The Supreme Court’s lackluster 2016 decision in Salman v. U.S. emphasizes the point. Expressly rejecting the contention that the tipper must receive a valuable benefit “in exchange for a gift to family or friends,” the court clarified that “when a tipper gives inside information to a trading relative or friend, the jury can infer that the tipper meant to provide the equivalent of a cash gift. In such situations, the tipper benefits personally because giving a gift of trading information is the same thing as trading by the tipper followed by a gift of the proceeds.”

As far as Collins is concerned, his fate seems sealed unless the law changes before he cops a plea or sits through a trial. But there is a small possibility that the mens rea (or criminal intent) questions the court has yet to answer may be implicated, particularly in the cases of Collins and Zansky, who received and subsequently traded on the non‐​public information. Typically, a criminal conviction requires proof of intent, but finding liability for insider trading can explicitly be based on inference (including that an insider gets a valuable “feel‐​good” benefit from “gifting” information to family or friends).

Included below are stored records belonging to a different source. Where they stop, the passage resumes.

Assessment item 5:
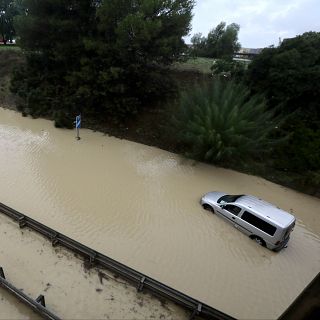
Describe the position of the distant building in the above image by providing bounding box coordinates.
[233,48,263,60]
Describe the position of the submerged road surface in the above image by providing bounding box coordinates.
[0,108,320,319]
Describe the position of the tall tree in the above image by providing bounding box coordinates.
[248,32,320,173]
[0,0,21,44]
[192,22,241,59]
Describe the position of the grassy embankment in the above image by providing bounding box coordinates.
[0,46,320,197]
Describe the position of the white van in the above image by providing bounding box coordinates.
[200,192,296,251]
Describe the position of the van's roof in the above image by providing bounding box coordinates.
[236,195,295,228]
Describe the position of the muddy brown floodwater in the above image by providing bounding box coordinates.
[0,108,320,319]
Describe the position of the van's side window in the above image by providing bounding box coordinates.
[241,211,277,236]
[224,204,241,216]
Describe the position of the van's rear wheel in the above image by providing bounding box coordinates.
[250,236,266,247]
[202,203,214,213]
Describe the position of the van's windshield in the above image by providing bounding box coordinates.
[217,194,244,203]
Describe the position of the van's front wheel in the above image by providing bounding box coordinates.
[202,203,214,213]
[250,236,266,247]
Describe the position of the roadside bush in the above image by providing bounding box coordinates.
[210,59,247,80]
[173,80,284,164]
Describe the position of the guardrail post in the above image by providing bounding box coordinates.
[137,277,146,292]
[19,216,27,229]
[0,267,6,279]
[189,303,202,320]
[89,252,97,268]
[36,294,46,307]
[51,233,59,247]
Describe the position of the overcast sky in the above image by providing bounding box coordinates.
[186,0,320,48]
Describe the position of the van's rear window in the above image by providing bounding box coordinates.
[241,211,277,236]
[217,194,243,203]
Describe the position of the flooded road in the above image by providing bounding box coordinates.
[0,108,320,319]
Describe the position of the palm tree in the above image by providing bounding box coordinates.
[173,80,281,163]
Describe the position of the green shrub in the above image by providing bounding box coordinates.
[173,80,284,163]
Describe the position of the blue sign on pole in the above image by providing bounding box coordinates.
[76,115,81,129]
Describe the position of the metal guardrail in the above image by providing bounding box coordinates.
[0,267,60,320]
[0,203,234,320]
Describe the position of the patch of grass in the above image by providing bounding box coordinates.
[173,57,215,74]
[0,44,21,51]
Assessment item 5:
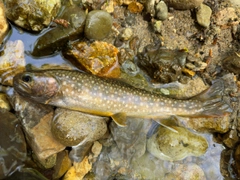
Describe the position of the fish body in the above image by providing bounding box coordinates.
[14,70,231,126]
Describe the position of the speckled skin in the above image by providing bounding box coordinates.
[14,70,229,119]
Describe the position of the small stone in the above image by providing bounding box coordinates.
[128,2,143,13]
[32,154,57,169]
[63,41,121,78]
[145,0,155,17]
[222,54,240,74]
[147,126,208,161]
[153,21,162,33]
[0,109,27,179]
[196,4,212,28]
[5,0,61,31]
[165,164,206,180]
[156,1,168,21]
[178,116,231,133]
[0,40,26,86]
[121,28,133,41]
[52,108,108,146]
[0,1,9,46]
[223,129,239,148]
[84,10,113,40]
[8,93,65,162]
[63,156,92,180]
[52,151,72,179]
[0,93,11,111]
[164,0,203,10]
[234,145,240,176]
[92,141,102,157]
[215,7,238,26]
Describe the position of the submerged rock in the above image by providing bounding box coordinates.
[110,118,152,160]
[0,109,27,179]
[164,0,203,10]
[136,44,187,83]
[147,126,208,161]
[51,108,108,146]
[32,6,86,56]
[0,40,26,86]
[164,163,207,180]
[8,91,65,162]
[5,0,61,31]
[84,10,113,40]
[0,1,9,47]
[6,168,47,180]
[222,54,240,74]
[0,93,11,111]
[196,4,212,28]
[63,41,120,78]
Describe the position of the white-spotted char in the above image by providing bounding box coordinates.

We have yet to find out exactly what a tippee needs to know to be found guilty of insider trading. Do Collins and Zansky simply need to have been aware that Collins broke confidentiality by sharing inside information? (A low bar.) Or perhaps prosecutors are required to prove that the tippees knew that Collins had both committed a breach and received the requisite personal benefit from that breach? (A much higher standard.) Which requirement is applied may be the difference between a conviction and acquittal.

From the available facts, it seems unlikely that Collins or Zansky lacked the requisite knowledge for a conviction. They both knew that Collins was an insider and that he was providing them with nonpublic, material information. Perhaps an argument could be made that Collins was not gifting nonpublic information to family and friends so much as having a panic attack about a failed drug (meant to treat a form of multiple sclerosis) that was intended to improve the lives of many. In the midst of his panicked response to the soul‐​crushing news that the drug was a failure, he couldn’t help but vent to friends, family, and several individuals at the annual White House Picnic, where he was in attendance last summer when he received the bad news.

Styled this way, there is room for a tenuous (under current legal standards) argument that Collins and Zansky did not have the requisite knowledge to be guilty of insider trading on a tippee liability theory. Maybe they didn’t know that Collins received a personal benefit for sharing the information (because maybe Collins didn’t receive a benefit, maybe he was just freaking out). While the Court said in its recent Salman decision that gifting information to a trading relative or friend could be read as providing something of value to the tipper, in that case the insider acknowledged that he gifted information to his brother to “benefit” and “provide for” him and all his needs. Thus far, we know of no similar statement by Collins.

Aside from the particulars of Collins’ case, the knowledge question remains critical, particularly when it comes to recipients of information that are further removed from the insider. It’s a point the Supreme Court should take the next available opportunity to clarify. Whatever the value of such laws in the first place, it should not be that a standard lacking clear contours and serious mens rea requirements can be used by federal prosecutors to send people to prison for an extended period of time.